New York

View of “ART CLUB2000: Selected Works 1992–1999,” 2020–21, Artists Space, New York. Reinstallation of “Commingle,” 1993. Photo: Filip Wolak.

View of “ART CLUB2000: Selected Works 1992–1999,” 2020–21, Artists Space, New York. Reinstallation of “Commingle,” 1993. Photo: Filip Wolak.

ART CLUB2000

Artists Space

View of “ART CLUB2000: Selected Works 1992–1999,” 2020–21, Artists Space, New York. Reinstallation of “Commingle,” 1993. Photo: Filip Wolak.

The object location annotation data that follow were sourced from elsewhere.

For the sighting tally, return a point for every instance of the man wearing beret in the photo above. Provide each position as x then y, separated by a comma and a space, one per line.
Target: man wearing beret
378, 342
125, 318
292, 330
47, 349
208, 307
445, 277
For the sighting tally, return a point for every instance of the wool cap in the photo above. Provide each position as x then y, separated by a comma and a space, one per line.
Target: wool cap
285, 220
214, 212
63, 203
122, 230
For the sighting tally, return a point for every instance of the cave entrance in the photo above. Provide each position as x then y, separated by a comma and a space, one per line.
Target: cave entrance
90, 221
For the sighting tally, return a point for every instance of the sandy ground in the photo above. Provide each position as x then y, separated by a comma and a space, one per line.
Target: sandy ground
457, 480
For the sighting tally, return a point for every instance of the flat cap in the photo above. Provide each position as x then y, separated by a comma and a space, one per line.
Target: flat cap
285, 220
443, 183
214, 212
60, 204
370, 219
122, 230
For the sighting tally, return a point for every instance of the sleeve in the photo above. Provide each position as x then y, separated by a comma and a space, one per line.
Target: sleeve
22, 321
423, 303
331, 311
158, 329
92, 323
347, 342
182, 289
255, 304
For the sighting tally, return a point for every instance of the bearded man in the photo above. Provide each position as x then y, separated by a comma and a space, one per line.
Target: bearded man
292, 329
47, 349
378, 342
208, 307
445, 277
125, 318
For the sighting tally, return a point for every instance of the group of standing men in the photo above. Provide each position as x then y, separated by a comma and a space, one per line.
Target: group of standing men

Curated by Jay Sanders, Jamie Stevens, and Stella Cilman

THE YEAR: 1993. The Roaring Nineties had kicked off, Royal Trux and Mystery Science Theater 3000 ruled the airwaves, the taps ran clear with Crystal Pepsi. And in New York, a collective of undergraduates called ART CLUB2000 achieved a peculiar brand of low-key renown with a series of photographs of themselves sporting outfits from the Gap and posed in various locales around the city. The group slouched all over the tony furniture in a home-decor emporium, noshed in a doughnut shop, perused the library at the offices of Art in America, huddled in an East Village café around a copy of Newsweek whose cover bore a photo of a panda and the headline “Loved to Death.” (Truly more innocent times.) They were cannily performing themselves—doing what art students were imagined to do, which is basically be young, exude cool, and work as minimally as possible. Abetting the photos’ success, AC2K inadvertently prompted a legal dustup with the Gap by placing a mock “Individuals of Style” ad in Artforum depicting their mentor, Colin de Land, in shadowy, stylish black-and-white. The cease-and-desist hit the papers, and, cred now firmly established, AC2K members would go on to appear at a steady clip as the subjects of various style-magazine shoots and interviews all the way through December 31, 1999, when for some reason they hailed the new millennium on the cover of Libération, despite having disbanded earlier that year.

More important, and often overlooked, they produced art throughout the decade for a show every summer at de Land’s gallery, American Fine Arts, Co., and for international presentations. The resulting body of work has been poorly surveyed—until the ensemble’s current Artists Space exhibition, the first look back at their collected output (aside from the mash-up “retrodisrespective” they themselves staged in 1999 to mark their retirement). The picture that resolves is of a group that was prescient but not grandiose, outwardly mercurial but in fact consistent, mocking but earnest, dopey but analytic, Marxian nerds and downtown bohème—an array of contradictions that helped establish a template for numerous New York artists over the subsequent twenty-odd years.

View of “ART CLUB2000: Selected Works 1992–1999,” 2020–21, Artists Space, New York. Reinstallation of “SoHo So Long,” 1996. Photo: Filip Wolak.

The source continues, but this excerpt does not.